In April 2023, researchers published an article in Comprehensive Physiology that detailed the physical demands on wildland firefighters. The researchers followed a hotshot crew—an elite type of firefighting force often sent out on complex wildfire assignments—in Montana and measured the physical strain on and total energy spent by the crew as they hiked with gear, dug line with hand tools, used chainsaws, and conducted burn operations. What they found was that the work of a hotshot on a single day of wildfire operations was equivalent to a day of riding in the Tour de France. A hotshot can burn 6,000 calories a day! Whereas the Tour de France lasts less than a month, a fire season can go for five or six months with hotshots working 14 days on and two days off.

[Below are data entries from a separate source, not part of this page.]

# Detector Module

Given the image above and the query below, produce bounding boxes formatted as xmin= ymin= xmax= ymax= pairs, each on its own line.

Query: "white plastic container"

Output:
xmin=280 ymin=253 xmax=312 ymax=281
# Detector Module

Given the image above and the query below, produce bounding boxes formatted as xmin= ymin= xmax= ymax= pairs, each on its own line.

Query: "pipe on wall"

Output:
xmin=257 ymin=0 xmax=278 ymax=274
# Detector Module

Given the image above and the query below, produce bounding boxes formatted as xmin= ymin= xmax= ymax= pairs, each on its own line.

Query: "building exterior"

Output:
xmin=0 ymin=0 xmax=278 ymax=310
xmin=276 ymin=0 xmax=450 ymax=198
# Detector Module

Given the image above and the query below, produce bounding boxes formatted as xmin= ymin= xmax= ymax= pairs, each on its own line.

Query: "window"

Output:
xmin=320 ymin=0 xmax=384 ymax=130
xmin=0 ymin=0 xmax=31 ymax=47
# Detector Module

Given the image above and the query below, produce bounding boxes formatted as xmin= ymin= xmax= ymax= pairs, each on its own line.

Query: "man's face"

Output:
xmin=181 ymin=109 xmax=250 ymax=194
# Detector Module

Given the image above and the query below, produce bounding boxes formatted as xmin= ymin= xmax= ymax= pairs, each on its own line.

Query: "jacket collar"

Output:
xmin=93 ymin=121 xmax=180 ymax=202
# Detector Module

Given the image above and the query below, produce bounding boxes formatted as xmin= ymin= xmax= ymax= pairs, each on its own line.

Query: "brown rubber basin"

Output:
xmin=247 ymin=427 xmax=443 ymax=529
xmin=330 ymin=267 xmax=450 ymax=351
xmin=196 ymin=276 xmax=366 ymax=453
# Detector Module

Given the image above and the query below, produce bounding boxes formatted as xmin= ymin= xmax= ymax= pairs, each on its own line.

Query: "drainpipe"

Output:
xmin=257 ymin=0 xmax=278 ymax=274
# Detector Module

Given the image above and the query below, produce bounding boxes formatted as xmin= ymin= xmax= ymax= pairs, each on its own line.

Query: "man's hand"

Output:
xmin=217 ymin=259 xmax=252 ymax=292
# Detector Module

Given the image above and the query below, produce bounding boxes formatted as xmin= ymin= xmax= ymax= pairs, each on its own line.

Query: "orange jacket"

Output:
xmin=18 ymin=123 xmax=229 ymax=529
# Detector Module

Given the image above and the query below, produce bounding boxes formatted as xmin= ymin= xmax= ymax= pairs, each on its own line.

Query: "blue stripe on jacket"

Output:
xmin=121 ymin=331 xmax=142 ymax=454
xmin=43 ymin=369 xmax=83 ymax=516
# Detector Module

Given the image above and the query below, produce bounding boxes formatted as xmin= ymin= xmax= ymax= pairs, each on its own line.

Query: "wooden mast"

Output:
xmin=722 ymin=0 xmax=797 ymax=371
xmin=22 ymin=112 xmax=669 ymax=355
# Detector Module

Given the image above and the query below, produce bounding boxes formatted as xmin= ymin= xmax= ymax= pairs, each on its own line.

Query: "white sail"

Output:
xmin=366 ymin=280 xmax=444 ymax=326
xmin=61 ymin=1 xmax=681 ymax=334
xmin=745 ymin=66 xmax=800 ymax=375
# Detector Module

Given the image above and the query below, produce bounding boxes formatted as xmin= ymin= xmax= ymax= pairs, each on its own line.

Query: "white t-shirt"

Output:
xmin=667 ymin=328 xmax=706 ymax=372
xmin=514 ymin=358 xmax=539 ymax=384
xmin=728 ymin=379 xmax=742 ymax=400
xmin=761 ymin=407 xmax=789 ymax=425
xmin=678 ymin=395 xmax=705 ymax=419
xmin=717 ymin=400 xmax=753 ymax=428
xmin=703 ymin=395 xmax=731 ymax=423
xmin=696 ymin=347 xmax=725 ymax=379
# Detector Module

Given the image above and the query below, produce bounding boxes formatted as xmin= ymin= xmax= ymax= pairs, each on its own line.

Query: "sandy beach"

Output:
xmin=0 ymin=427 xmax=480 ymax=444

My own brief experience working with a wildland firefighting “handcrew”—so-called because they perform a lot of fire duties using hand tools rather than engines—gave me an on-the-ground perspective of the enormous physical and mental discipline and energy the job demands. There is no question that wildland firefighters are underpaid for the extreme risks they take, the many hardships they face, and the deep commitment many of them demonstrate to their jobs. That being said, I think one of the secrets of wildland firefighting is how insanely fun it can be. You get to work and hike in some of the most beautiful and remote places in North America, sometimes sleeping and eating under the stars, while interacting with a fascinating and powerful element that few people witness up close: fire. The work ethic, responsibility, and mission of the job has the ability to bring out the best in people. Crews often develop deep trust and bonds over a season that can result in meaningful and long-lasting friendships. Wildland firefighting is the complete opposite of an office job: extremely dirty, challenging, and some of the most fun I’ve ever had.